Oh, sorry, "nm" means "nanometer" to me, but of course nautical miles. (Score: -0.5. Comment is entirely taking responsibility for misinterpreting someone)

Well, if he was trying 1M combinations every 40 seconds, for $7 per hour, and he didn't need to use hundreds of dollars per hour of commute time, let's say 10 hours = $70. That's 900M combinations per hour, so 9B combinations in 10 hours. If he was trying combinations using upper-case characters, lower-case characters, numbers, and let's say 20 symbols, that's 82 possible combinations for each one. We'd expect him to find the password after exhausting half of the search set, so we want log base 82 of 18B. That suggests 5 characters. If he let's say just used lower-case characters and numbers, that's log base 36 of 18B, which suggests 7 characters. (Score: -0.32. Comment is 100% technical, with no meaningful sentiment.)

Sorry, I submitted this article earlier with the wrong link. (Score: -0.27. System appears to regard legitimate, largely bloodless apologies as salty.)

Note that the article is from approximately 20 years ago. (Score: -0.24. This is to some degree a critical comment, but it's a short, straightforward statement of fact.)

Probably too late to reply, but I mean things like :ets.method or :queue.whatever. (Score: -0.20. Probably it's cueing off the first phrase?)

4 comments

Thanks for trying my app! And thank you for taking the time to respond!

It does have a LONG way to go. These are valid criticisms. And all areas we are working to improve on with our next ML model. (Sad vs Negative, rating numbers as "salty",

This model is pretty simple. It's using TextBlob and looking for a combination of negative sentiment (not necessarily condescending) and subjectivity. Essentially hand built heuristics derived by weighting each word in the sentence. Not a great way to make predictions.

The model is FAR from great. But great from afar. For high level (overall user saltiness) it performs better.

The unlabeled dataset of this size presents some unique challenges but in our testing of our new model (based on SOTA BERT fine-tuining & a large labeled training dataset) the results look promising. I'm really looking forward to getting it deployed.

I am encouraged by the words of @pg who said "you can and should give users an insanely great experience with an early, incomplete, buggy product, if you make up the difference with attentiveness.

Can, perhaps, but should? Yes. Over-engaging with early users is not just a permissible technique for getting growth rolling. For most successful startups it's a necessary part of the feedback loop that makes the product good. Making a better mousetrap is not an atomic operation. Even if you start the way most successful startups have, by building something you yourself need, the first thing you build is never quite right. And except in domains with big penalties for making mistakes, it's often better not to aim for perfection initially."

No problem.
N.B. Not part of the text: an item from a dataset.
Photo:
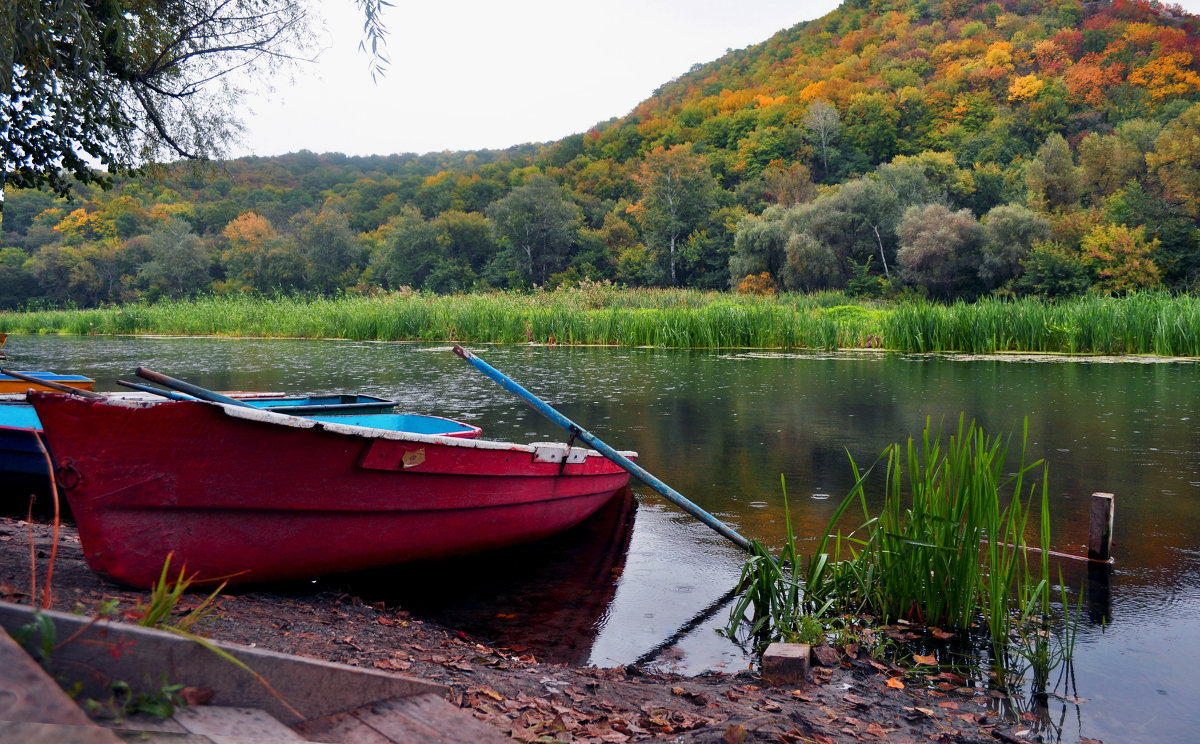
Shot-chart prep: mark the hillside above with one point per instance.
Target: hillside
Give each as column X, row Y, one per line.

By the way, another thing that seems like it maybe departs from the intuition of human-understanding of negative sentiment versus the machine scoring: I notice that almost all of the highly negatively rated comments that it's flagged -- both mine and others -- are relatively short.

I know that there are multi-paragraph laments about how dumb other people are or whatever on HN. In general, those strike me as seeming more salty than even deeply negative one-sentence putdowns. Like, sure, "Javascript is awful" is clearly negative sentiment. But spilling a few hundred words on the topic of "Javascript is awful" is surely more so?

That is interesting. I"ll have to explore that correlation and make sure that we have a good baseline comparison for the v2.0 model.

Thanks!

My "saltiest" comment was:

Oh man, that's terrible news. R.I.P. Tim May.

So yeah, the sentiment analysis could use some work.

It seems like this is heavily biased towards the most active users: Dang, tptacek, jaquesm, TeMPOraL, etc...
Likely negative-scoring words: sorry, mean(s), exhaust(ing), submit(ted), wrong, late, whatever.